The DC offices of Google regularly open up their internal speakers series to any locals who may be interested. I had passed on several previous speakers because it wasn’t of strong enough interest to warrant using some PTO. However, being on the search full time, I figured why not take a break from reviewing job postings and scheduling interviews to head down into the District to hear the founder of Craig’s List speak.
It wasn’t a presentation or speech, as I had expected. Rather, Alan Davidson, Director, Public Policy and Government Affairs, sat on stage with Craig Newmark and conducted an interview. Not surprisingly, the topics focused mostly on public policy.
Craig described himself and his service in a very interesting way. He sees himself as a community manager and his real responsibility is to listen to the community at Craig’s List, sift through that feedback to understand their needs, and provide improvements and features that support those needs. He attributed the success of the site and its modest, consistent design to that exact formula, applied iteratively.
Something I hadn’t realized is that Craig’s List hasn’t really gone out of its way to promote itself. When approached by the first folks interested in advertising, Microsoft back when they were building their city guide Sidewalk sites, Newmark stuck with his principles about what sorts of ads would be most palatable to his users. He refused to consider banner ads or any variation of pop up. That conservatism has persisted through to today. The service has resisted expanding its offerings too broadly, too quickly. It really is an object lesson in the power of staying the course and serving a core set of needs or principles.
He shared his thoughts on the negative impact of Craig’s List on the newspaper industry. The way he put it they should concentrate on what makes print superior to online offerings. He suggested sticking to research and fact verification. He even implied there might be some interesting opportunities to work with new media, offering them these complementary services which traditionally have been a weak spot.
He also pointed out that the papers that are really struggling are the middle market players. He suggested that the cost of physical production may have more to do with that than competition with online services.

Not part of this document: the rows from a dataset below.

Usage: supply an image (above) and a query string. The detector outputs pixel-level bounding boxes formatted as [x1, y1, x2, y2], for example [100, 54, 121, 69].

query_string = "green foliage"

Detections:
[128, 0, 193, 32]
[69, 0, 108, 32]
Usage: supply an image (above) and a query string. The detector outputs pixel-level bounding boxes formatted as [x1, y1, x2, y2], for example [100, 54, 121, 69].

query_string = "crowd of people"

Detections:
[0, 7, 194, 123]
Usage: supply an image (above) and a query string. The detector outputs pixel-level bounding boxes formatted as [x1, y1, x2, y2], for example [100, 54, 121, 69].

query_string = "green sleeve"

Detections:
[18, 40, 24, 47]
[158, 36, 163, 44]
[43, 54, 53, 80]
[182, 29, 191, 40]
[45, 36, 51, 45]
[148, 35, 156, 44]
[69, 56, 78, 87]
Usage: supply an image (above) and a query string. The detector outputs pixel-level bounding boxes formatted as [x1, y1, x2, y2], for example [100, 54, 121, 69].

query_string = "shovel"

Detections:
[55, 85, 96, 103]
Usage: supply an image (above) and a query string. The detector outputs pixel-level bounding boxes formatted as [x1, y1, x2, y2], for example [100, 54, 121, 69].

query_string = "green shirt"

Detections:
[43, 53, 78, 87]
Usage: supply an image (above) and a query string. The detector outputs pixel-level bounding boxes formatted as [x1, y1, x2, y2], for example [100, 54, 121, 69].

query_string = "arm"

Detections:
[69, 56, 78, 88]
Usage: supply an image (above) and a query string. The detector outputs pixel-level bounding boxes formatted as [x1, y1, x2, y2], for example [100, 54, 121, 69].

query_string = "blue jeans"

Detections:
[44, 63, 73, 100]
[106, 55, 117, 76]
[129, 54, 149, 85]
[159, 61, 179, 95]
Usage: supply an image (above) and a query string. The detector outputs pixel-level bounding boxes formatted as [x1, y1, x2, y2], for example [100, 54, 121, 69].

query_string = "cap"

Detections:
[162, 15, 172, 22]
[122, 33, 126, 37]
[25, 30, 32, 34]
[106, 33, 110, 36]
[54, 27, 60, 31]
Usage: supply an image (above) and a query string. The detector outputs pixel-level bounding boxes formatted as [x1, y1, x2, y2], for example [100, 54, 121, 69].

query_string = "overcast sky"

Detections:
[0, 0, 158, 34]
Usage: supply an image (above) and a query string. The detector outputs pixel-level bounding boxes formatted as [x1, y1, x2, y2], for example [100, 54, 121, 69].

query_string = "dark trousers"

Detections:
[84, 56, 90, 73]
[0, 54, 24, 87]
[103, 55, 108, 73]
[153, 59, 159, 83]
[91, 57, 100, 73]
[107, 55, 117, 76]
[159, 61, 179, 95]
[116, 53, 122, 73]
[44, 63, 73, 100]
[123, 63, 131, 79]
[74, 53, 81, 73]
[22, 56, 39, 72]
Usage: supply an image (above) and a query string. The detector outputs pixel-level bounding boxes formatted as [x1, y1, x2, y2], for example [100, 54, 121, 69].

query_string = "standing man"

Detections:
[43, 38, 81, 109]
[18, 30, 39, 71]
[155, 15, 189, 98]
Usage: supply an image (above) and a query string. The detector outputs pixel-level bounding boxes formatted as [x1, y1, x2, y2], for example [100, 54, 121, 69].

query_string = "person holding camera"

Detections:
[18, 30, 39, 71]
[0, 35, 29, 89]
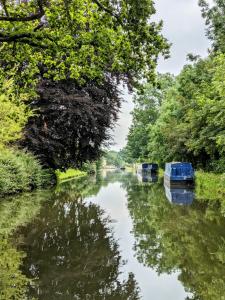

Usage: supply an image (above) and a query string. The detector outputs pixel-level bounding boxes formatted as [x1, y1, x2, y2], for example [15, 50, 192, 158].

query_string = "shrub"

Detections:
[0, 149, 52, 196]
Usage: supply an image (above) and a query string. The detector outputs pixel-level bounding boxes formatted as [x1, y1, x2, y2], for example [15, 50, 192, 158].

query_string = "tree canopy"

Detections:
[0, 0, 168, 87]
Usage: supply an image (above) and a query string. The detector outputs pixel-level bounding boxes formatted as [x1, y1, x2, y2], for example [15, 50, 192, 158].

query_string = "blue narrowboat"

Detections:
[137, 172, 158, 183]
[164, 162, 195, 183]
[138, 163, 159, 173]
[164, 185, 194, 205]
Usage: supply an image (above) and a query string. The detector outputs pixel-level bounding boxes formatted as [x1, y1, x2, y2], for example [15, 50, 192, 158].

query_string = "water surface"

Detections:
[0, 172, 225, 300]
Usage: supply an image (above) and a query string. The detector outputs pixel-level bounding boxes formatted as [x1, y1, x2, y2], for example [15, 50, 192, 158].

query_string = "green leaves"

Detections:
[0, 0, 168, 88]
[0, 80, 32, 146]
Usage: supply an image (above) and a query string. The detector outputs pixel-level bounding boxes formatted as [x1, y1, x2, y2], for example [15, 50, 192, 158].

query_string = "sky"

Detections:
[111, 0, 210, 151]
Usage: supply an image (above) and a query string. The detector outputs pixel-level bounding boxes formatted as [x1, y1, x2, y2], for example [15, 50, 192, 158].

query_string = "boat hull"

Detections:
[164, 174, 194, 187]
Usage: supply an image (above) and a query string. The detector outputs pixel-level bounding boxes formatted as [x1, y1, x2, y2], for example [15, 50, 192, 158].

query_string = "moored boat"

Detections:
[138, 163, 159, 173]
[164, 184, 194, 205]
[164, 162, 194, 185]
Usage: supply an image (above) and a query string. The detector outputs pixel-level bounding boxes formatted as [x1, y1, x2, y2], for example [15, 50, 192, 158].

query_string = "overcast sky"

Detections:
[111, 0, 210, 150]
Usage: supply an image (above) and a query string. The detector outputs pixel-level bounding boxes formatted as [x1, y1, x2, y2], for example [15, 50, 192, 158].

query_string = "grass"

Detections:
[56, 169, 87, 181]
[196, 171, 225, 200]
[0, 148, 52, 197]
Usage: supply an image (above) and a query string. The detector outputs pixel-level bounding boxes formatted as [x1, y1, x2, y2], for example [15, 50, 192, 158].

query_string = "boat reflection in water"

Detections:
[137, 172, 158, 182]
[164, 184, 194, 205]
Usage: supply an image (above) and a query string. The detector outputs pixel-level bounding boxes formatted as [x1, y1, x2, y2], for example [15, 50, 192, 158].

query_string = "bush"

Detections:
[0, 149, 52, 196]
[56, 169, 87, 181]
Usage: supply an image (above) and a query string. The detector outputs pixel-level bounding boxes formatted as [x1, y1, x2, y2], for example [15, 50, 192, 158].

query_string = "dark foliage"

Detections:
[20, 79, 121, 170]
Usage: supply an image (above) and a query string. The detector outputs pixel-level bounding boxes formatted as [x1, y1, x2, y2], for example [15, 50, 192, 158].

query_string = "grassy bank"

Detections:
[0, 148, 52, 197]
[196, 171, 225, 200]
[56, 169, 87, 182]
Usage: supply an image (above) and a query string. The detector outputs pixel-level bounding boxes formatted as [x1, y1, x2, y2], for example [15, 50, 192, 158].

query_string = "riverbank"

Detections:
[56, 169, 88, 182]
[0, 148, 55, 197]
[195, 171, 225, 200]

The discussion shifted to public policy, covering his personal political stance, his thoughts on improving electronic voting, and the effect of the internet on democracy in general. His views on policy are clearly informed by his thoughts on his role as a community manager. He sees the internet as a facilitator of democracy, that it may eventually lead to direct democracy. He did not underestimate the challenges of e-voting, but clearly felt this was the ultimate way forward, challenges and all.
One idea he mentioned that stuck in my brain was that if we could provide means of verifying email as originating from constituents, it would make that medium much more effective at reaching our Congress critters. I had a small epiphany as to why calls, FAXes and letters work in that regard, because staffers can check post marks for zip codes and caller ID for area codes. Craig invited anyone to email him about his ideas on authentication for this purpose. I am intrigued but skeptical as this seems to be a variation on the spam problem. I am still ruminating on whether the costs of lower accuracy are appropriate for this specific communication versus email as a whole.
He is also not surprisingly a fan of Congress folks using all of the communications tools available to them. This would include micro blogging and instant messaging. We are seeing the Congressional rules on these services slowly, oh so slowly catching up with the norms. Craig clearly stated he felt any leader should be using these tools. He even suggested that if we are able to reliably enough solve the constituent authentication problem, that a member’s constituents could be assemble to self moderate and filter these channels. Obviously this specifically is most informed by Newmark’s views as a community manager. I think it is an interesting model worth exploring further, fully contingent on that issue of trust and authentication.
He also seems to be a fan of transparency in government initiatives. I believe he stated he is currently on the board of the Sunlight Foundation. He also urged the audience to look up bill S.223 and act to support it.
He mentioned Change Congress, Professor Lawrence Lessig’s current project. Craig had some more temperate thoughts on lobbyists though. Based on his experience, he believes that not all lobbyists are bad, that many are just working in the best interests of their clients. Not all of those clients are big business. I don’t know how that entirely jibes with his support of Change Congress but I think his remarks are worth considering simply for the fact that the influence of lobbyists is not a black-and-white issue.
Overall Craig seemed like a very genuine and open person. It was enjoyable to listen to him share his experiences building such a successful service and his more recent endeavors into the public policy space.